The story of this 1980 novel is only part of my fascination, however. While the story is captivating as it is, the book is written in a unique dialect that drives some incredible prose in the novel. The dialect drives strong worldbuilding. Where most books written in ridiculous dialects feel forced and a slog to get through, Hoban’s prose seems to manifest his characters, environment, mythology, oral history, technology, and a strange mirror to today in a manner that produced a somewhat grounding effect in my reading of it. It was more vivid, more distant, more dimensional because of the way the book is written – and that is likely the hallmark of an author that uses this very delicate method of storytelling successfully.
Additionally, the dialect also breathes life into a bizarre and slanted primary meaning, as well as a secondary cultural meaning derived from the characters understanding of their world and their understanding of our world that came before them (when us clevver men walked the earth).
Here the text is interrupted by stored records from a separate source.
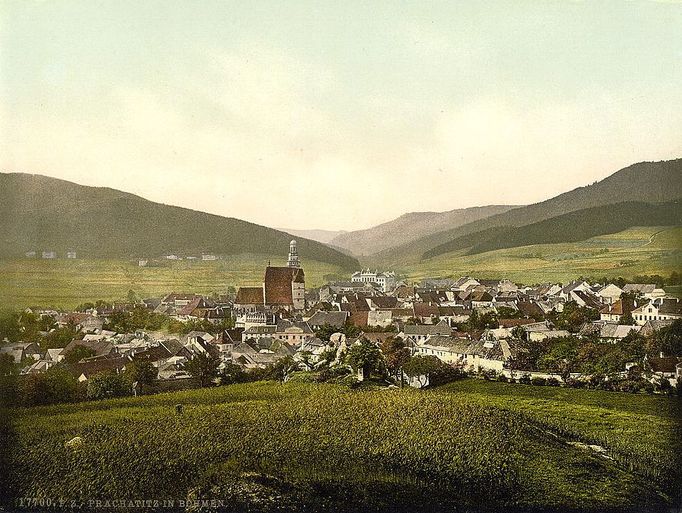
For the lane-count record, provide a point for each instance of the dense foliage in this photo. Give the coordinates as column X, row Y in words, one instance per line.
column 399, row 450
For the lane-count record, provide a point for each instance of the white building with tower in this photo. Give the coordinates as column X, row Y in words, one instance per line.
column 385, row 280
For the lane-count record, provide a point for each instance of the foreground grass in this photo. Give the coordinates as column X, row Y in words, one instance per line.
column 68, row 283
column 471, row 445
column 636, row 251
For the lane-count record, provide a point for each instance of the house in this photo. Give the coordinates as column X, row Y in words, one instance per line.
column 585, row 299
column 98, row 346
column 610, row 293
column 292, row 332
column 465, row 283
column 385, row 280
column 88, row 367
column 613, row 333
column 323, row 318
column 658, row 310
column 614, row 311
column 418, row 333
column 667, row 367
column 448, row 349
column 648, row 290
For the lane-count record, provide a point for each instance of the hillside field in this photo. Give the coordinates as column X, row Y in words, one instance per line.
column 68, row 283
column 472, row 445
column 632, row 252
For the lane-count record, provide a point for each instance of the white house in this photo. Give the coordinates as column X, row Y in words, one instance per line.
column 385, row 280
column 658, row 310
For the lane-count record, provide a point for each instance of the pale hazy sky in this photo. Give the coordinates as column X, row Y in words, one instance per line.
column 338, row 115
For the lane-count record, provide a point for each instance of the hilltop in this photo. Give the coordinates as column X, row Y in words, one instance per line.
column 42, row 213
column 410, row 227
column 645, row 182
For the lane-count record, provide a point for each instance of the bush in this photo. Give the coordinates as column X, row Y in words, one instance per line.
column 332, row 373
column 553, row 382
column 525, row 379
column 106, row 385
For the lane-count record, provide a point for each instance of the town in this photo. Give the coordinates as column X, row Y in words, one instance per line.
column 614, row 336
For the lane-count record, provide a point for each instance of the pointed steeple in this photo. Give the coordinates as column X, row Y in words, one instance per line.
column 293, row 255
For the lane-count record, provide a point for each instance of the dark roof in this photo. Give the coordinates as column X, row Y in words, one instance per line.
column 249, row 296
column 100, row 347
column 153, row 354
column 321, row 318
column 96, row 364
column 663, row 364
column 384, row 302
column 425, row 310
column 278, row 282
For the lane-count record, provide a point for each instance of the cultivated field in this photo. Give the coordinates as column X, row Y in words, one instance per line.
column 636, row 251
column 472, row 445
column 68, row 283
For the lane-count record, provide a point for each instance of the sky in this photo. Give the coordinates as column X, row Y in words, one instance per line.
column 338, row 115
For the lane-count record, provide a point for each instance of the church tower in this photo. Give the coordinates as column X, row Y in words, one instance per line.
column 293, row 255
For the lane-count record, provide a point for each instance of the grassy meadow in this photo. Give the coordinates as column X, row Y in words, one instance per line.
column 636, row 251
column 67, row 283
column 472, row 445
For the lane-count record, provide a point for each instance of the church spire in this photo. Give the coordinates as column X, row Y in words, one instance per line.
column 293, row 255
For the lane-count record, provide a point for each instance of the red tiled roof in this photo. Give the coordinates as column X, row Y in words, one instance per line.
column 424, row 310
column 249, row 296
column 359, row 319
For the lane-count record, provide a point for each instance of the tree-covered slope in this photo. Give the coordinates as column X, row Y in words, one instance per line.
column 38, row 213
column 572, row 227
column 649, row 182
column 409, row 227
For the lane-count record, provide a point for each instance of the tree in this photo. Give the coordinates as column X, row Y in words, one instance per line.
column 203, row 366
column 366, row 356
column 667, row 340
column 232, row 373
column 396, row 354
column 8, row 367
column 77, row 353
column 56, row 385
column 422, row 367
column 106, row 385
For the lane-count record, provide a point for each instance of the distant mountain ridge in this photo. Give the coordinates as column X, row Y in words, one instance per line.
column 323, row 236
column 572, row 227
column 409, row 227
column 40, row 213
column 646, row 182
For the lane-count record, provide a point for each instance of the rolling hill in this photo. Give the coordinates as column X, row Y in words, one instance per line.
column 571, row 227
column 648, row 182
column 39, row 213
column 410, row 227
column 323, row 236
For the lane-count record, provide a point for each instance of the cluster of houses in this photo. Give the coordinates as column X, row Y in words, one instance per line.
column 280, row 318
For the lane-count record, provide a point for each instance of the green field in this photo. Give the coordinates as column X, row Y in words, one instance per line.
column 636, row 251
column 472, row 445
column 68, row 283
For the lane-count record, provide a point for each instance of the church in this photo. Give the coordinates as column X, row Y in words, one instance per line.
column 283, row 287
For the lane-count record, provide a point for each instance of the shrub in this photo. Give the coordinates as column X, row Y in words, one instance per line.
column 525, row 379
column 108, row 384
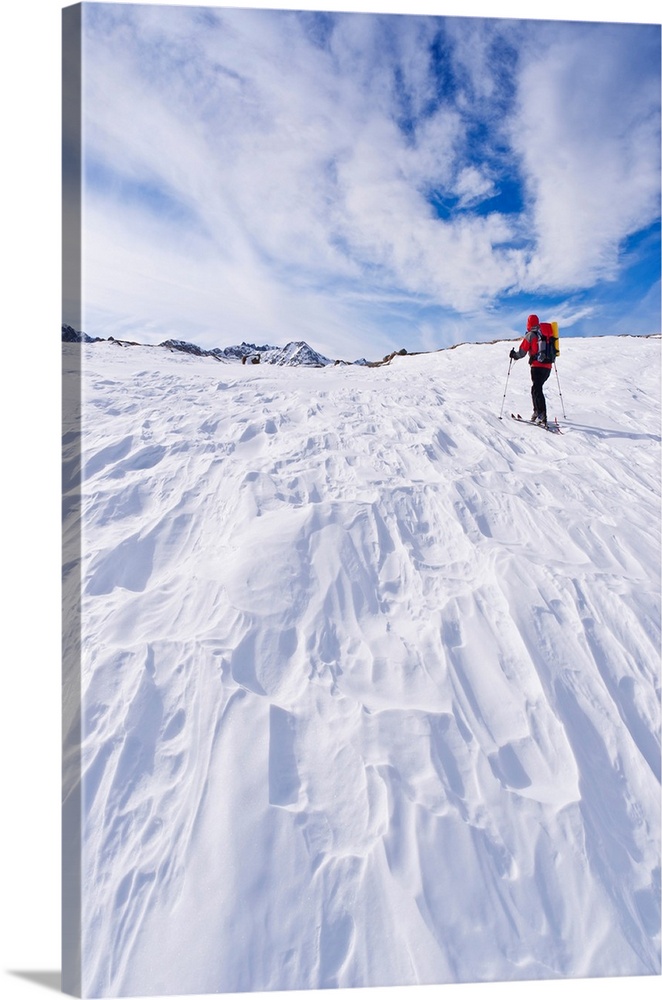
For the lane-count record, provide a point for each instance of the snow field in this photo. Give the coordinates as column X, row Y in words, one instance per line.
column 370, row 677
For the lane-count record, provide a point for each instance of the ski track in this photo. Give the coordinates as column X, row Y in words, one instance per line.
column 370, row 681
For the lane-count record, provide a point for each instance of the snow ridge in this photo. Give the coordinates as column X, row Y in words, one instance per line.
column 371, row 679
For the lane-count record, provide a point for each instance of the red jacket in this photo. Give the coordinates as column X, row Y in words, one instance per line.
column 530, row 346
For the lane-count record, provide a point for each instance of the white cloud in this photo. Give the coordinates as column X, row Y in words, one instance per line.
column 588, row 135
column 303, row 168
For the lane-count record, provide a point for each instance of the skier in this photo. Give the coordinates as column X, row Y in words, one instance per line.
column 540, row 370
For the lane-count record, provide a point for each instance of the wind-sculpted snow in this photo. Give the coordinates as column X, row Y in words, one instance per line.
column 370, row 678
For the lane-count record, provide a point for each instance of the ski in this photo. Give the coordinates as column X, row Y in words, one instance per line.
column 553, row 428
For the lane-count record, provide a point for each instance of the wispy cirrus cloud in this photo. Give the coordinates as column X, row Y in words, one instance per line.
column 358, row 179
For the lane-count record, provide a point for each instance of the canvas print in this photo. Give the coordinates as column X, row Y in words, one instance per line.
column 361, row 500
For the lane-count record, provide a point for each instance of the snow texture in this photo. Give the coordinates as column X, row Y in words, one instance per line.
column 370, row 681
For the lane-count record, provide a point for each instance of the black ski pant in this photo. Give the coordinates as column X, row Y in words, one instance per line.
column 538, row 378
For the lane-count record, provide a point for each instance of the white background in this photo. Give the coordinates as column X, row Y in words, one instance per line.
column 30, row 553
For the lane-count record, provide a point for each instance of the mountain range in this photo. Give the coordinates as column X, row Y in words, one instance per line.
column 297, row 353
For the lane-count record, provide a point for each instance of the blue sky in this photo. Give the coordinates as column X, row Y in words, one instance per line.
column 367, row 182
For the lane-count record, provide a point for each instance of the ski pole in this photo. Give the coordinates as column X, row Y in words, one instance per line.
column 506, row 389
column 560, row 393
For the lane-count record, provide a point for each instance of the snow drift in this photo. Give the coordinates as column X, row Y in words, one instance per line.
column 370, row 678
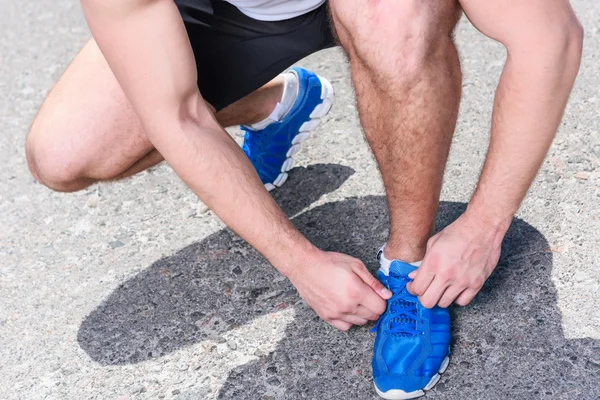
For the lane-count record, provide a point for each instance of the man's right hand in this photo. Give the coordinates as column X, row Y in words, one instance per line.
column 340, row 289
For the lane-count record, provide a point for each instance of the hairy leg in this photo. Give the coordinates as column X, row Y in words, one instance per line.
column 407, row 77
column 86, row 130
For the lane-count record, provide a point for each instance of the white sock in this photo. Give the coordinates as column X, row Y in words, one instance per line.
column 384, row 263
column 288, row 98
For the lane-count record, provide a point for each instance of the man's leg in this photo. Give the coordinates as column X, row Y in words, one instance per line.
column 406, row 72
column 86, row 130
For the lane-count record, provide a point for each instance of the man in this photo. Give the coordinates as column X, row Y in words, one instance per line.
column 150, row 87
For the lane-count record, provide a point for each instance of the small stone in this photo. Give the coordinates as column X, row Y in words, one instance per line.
column 272, row 369
column 115, row 244
column 273, row 381
column 93, row 201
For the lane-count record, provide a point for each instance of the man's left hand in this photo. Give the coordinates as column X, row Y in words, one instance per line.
column 458, row 261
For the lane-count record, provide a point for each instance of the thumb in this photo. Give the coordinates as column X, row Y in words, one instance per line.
column 364, row 274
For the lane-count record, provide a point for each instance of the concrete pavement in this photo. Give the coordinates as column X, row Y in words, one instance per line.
column 134, row 290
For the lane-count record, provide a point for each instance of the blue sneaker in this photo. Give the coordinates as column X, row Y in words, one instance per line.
column 412, row 344
column 271, row 150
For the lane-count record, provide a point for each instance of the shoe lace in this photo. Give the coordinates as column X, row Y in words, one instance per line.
column 402, row 311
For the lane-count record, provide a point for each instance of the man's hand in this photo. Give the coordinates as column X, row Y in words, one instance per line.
column 340, row 290
column 458, row 261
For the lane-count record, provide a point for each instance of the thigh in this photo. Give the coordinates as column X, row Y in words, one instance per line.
column 86, row 124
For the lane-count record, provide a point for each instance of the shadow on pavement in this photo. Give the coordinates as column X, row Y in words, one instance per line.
column 507, row 344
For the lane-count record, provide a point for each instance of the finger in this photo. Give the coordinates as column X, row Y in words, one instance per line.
column 466, row 297
column 339, row 324
column 354, row 319
column 368, row 278
column 450, row 295
column 365, row 313
column 434, row 292
column 373, row 302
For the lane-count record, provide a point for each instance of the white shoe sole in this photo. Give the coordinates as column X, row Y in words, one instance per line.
column 397, row 394
column 305, row 131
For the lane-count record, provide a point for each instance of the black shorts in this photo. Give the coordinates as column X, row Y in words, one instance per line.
column 236, row 54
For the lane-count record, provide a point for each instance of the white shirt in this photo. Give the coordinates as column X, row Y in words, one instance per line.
column 275, row 10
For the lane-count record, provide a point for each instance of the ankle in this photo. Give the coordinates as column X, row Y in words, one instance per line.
column 282, row 94
column 407, row 254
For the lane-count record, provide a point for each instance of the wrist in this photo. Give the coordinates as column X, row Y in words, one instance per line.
column 488, row 220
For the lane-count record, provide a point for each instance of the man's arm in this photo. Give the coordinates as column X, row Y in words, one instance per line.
column 147, row 48
column 543, row 39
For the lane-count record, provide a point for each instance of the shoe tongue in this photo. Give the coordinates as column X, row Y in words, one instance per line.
column 401, row 268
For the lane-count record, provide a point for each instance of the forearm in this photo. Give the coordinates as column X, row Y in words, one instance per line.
column 145, row 43
column 529, row 104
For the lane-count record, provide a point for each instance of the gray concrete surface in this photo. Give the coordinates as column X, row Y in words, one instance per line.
column 132, row 290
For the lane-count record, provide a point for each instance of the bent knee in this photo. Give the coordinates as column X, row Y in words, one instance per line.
column 53, row 165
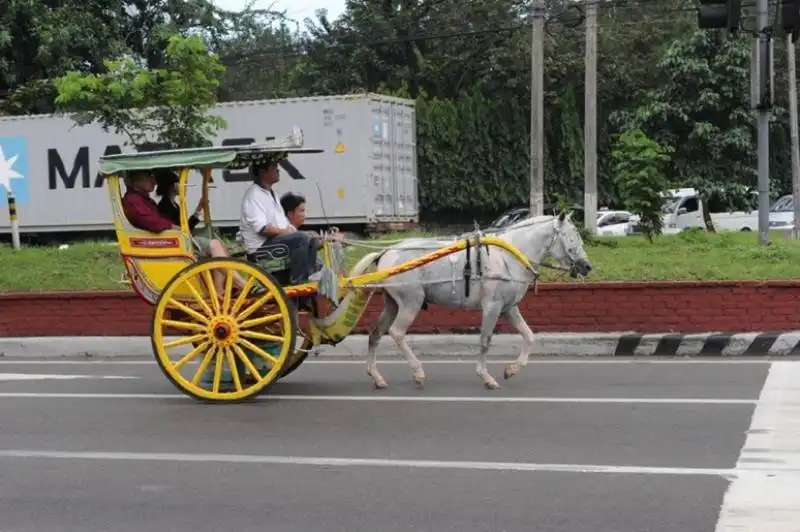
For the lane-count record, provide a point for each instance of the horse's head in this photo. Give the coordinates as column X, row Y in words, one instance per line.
column 566, row 246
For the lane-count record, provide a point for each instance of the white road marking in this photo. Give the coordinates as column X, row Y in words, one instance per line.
column 55, row 376
column 374, row 462
column 769, row 503
column 151, row 362
column 397, row 398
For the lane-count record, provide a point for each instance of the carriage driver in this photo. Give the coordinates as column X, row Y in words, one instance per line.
column 263, row 222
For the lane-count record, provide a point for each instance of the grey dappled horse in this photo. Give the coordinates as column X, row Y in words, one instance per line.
column 503, row 284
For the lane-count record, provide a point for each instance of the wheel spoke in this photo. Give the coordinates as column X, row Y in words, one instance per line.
column 199, row 299
column 217, row 371
column 248, row 285
column 191, row 312
column 261, row 336
column 226, row 300
column 265, row 320
column 257, row 350
column 254, row 307
column 212, row 290
column 243, row 357
column 234, row 370
column 191, row 355
column 187, row 325
column 204, row 364
column 185, row 340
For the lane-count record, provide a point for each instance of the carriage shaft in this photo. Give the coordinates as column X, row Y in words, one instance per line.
column 381, row 275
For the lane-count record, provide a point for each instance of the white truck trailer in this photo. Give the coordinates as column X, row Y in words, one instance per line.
column 366, row 178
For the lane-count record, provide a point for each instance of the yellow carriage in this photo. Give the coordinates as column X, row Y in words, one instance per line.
column 233, row 345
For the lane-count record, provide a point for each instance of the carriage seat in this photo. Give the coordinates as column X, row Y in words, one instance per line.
column 271, row 258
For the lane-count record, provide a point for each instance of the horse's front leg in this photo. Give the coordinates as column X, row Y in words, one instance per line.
column 514, row 317
column 380, row 328
column 491, row 313
column 405, row 317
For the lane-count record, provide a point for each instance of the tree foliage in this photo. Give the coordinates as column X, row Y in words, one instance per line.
column 639, row 175
column 167, row 105
column 467, row 65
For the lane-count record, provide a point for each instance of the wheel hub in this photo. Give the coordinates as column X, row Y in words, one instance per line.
column 222, row 331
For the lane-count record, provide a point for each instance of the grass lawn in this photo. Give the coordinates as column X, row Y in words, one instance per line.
column 688, row 256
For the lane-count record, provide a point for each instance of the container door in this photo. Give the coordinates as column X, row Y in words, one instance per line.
column 404, row 175
column 382, row 182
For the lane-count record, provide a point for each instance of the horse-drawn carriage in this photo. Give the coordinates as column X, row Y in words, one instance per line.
column 235, row 344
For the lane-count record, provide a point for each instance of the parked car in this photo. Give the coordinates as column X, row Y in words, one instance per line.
column 609, row 222
column 781, row 214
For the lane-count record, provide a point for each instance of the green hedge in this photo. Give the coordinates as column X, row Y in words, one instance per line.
column 473, row 157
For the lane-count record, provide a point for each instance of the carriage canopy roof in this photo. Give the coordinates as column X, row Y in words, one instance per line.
column 233, row 157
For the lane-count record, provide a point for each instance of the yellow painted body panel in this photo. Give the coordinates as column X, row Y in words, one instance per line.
column 151, row 260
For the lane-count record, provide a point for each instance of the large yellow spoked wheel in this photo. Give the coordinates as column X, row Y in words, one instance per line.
column 232, row 342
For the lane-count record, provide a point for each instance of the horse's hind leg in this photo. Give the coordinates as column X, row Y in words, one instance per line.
column 387, row 317
column 514, row 317
column 491, row 312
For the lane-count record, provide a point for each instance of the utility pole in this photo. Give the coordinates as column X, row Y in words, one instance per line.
column 793, row 130
column 590, row 124
column 537, row 109
column 764, row 106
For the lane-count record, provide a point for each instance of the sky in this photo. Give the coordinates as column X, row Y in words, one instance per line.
column 296, row 9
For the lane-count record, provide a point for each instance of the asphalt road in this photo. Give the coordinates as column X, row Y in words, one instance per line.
column 567, row 446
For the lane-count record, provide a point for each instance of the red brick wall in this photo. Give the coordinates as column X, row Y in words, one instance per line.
column 592, row 307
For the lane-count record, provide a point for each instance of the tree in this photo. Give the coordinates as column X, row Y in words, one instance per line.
column 639, row 176
column 701, row 109
column 167, row 106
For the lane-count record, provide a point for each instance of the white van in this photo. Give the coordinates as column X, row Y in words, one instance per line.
column 781, row 215
column 682, row 209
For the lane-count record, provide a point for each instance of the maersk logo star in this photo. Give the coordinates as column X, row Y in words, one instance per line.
column 14, row 170
column 7, row 172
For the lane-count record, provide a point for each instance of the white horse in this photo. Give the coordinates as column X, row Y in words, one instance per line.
column 496, row 288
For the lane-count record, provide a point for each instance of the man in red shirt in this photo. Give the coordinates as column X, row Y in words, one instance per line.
column 140, row 209
column 142, row 212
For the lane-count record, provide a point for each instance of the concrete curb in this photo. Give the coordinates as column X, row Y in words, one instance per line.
column 619, row 344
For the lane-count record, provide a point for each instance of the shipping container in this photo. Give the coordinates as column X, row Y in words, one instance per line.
column 367, row 175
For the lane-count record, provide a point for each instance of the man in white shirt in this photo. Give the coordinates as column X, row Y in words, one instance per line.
column 263, row 222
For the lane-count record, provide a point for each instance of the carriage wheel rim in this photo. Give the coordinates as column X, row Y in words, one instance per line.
column 224, row 332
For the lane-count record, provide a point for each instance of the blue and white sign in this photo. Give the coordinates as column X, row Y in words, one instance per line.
column 13, row 169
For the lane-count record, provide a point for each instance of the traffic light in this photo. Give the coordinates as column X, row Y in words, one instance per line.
column 790, row 18
column 717, row 14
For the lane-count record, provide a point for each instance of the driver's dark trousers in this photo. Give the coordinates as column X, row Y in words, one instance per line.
column 303, row 258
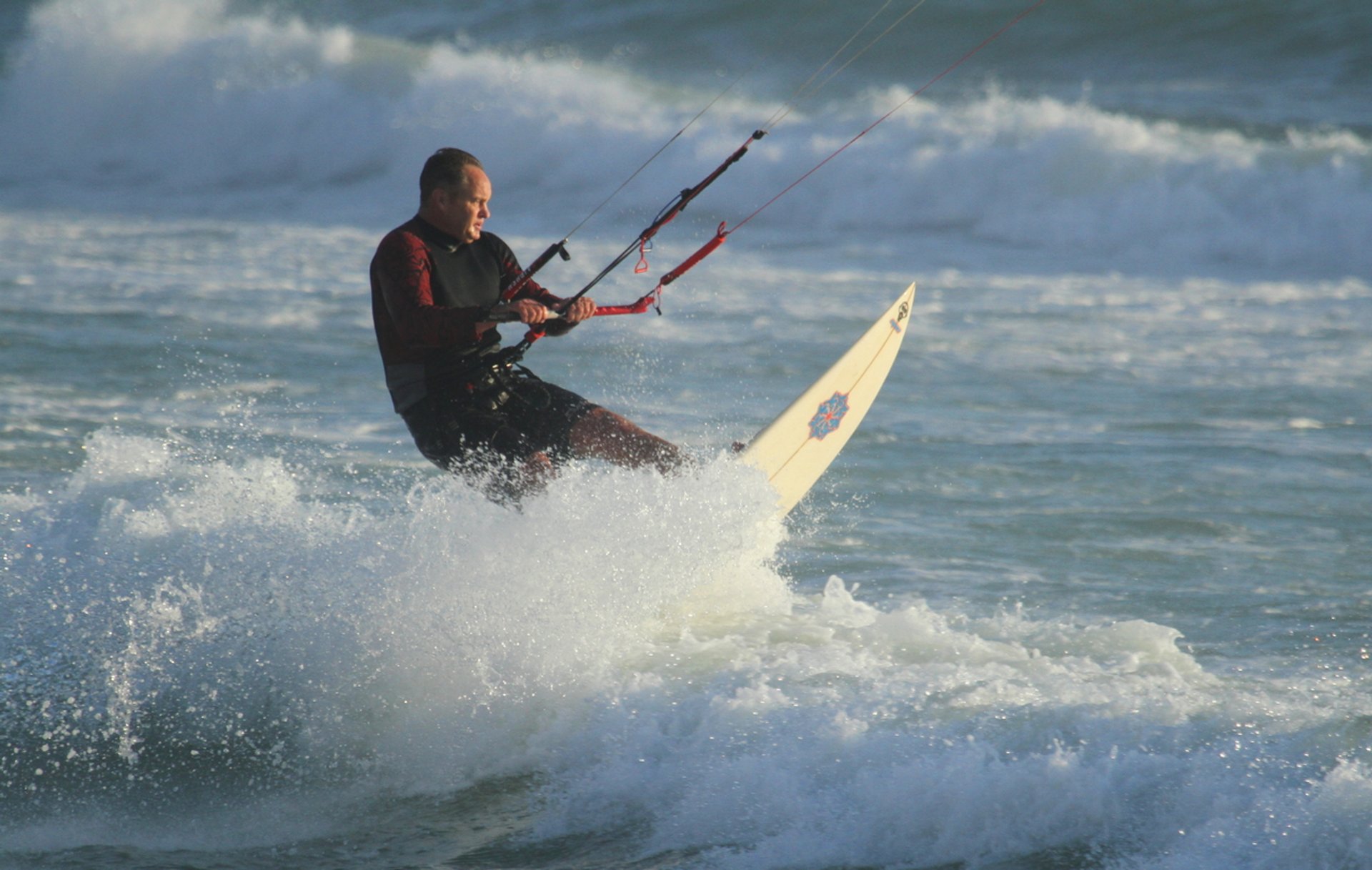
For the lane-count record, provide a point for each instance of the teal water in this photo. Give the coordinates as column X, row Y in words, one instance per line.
column 1088, row 589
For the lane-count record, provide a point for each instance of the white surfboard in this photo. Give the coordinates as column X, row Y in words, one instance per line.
column 797, row 446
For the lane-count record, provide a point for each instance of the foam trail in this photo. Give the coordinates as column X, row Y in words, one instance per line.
column 198, row 109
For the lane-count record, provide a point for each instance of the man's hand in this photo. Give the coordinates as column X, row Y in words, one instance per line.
column 523, row 310
column 578, row 310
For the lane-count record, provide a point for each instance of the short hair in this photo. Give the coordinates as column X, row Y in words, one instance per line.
column 446, row 168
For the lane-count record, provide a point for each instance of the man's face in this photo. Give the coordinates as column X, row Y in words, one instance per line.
column 462, row 212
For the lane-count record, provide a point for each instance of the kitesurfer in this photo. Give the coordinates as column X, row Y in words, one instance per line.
column 438, row 291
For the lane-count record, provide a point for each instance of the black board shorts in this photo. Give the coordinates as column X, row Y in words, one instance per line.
column 459, row 431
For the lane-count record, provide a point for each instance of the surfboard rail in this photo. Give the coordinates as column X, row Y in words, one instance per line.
column 803, row 441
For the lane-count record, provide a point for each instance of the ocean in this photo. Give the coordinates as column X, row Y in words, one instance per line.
column 1088, row 590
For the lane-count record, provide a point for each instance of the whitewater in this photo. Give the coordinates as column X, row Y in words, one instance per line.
column 1088, row 589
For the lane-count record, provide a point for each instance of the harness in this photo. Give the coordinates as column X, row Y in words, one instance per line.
column 492, row 382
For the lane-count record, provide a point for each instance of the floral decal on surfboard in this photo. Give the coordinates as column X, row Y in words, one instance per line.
column 829, row 415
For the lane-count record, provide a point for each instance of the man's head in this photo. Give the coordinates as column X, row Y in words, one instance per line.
column 454, row 194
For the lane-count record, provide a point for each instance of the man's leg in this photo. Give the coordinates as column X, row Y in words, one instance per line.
column 605, row 435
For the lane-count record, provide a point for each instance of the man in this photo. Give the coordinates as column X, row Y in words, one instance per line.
column 438, row 290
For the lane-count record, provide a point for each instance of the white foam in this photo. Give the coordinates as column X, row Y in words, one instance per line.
column 201, row 109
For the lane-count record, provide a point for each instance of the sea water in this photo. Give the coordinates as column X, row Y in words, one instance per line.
column 1088, row 589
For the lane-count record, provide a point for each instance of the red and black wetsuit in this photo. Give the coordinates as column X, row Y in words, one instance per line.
column 429, row 291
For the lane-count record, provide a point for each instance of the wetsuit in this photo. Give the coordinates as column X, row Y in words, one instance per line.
column 429, row 294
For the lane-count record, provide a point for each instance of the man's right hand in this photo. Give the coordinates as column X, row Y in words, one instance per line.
column 522, row 310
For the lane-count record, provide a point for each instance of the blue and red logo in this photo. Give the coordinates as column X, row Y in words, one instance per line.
column 829, row 415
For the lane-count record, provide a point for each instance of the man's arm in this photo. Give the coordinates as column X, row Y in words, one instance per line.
column 402, row 272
This brought me to savor my journey through the lands Riddley presents us, as every sentence not only further’s the narrative, but also winks a hundred times at a variety of allusions both near and far to Riddley. Hoban constructed not only an ingenious fable, but an ingenious way to tell it that is both witty and accessible – think an everyman’s Finnegan’s Wake. A great deal of fun can be had reading it aloud for its cadence, while chuckling at its jokes.
Riddley Walker is a beautiful novel. It is complex, short, sweet, approachable, funny, and terrifying, and an excellent allegory for the very world of confusion and unclear messages of our lives. One learns that even in a world completely refreshed, where those of our future have forgotten about the destroyed past of today, there is still some magic in the air that holds like a thin veil to the realities of human corruption. I hope that on the tenth anniversary of his passing that we are allowed to leave behind a lot of what we are experiencing now; through the eyes of a child, and the heart of dogs, the truth is much simpler than we are aware of.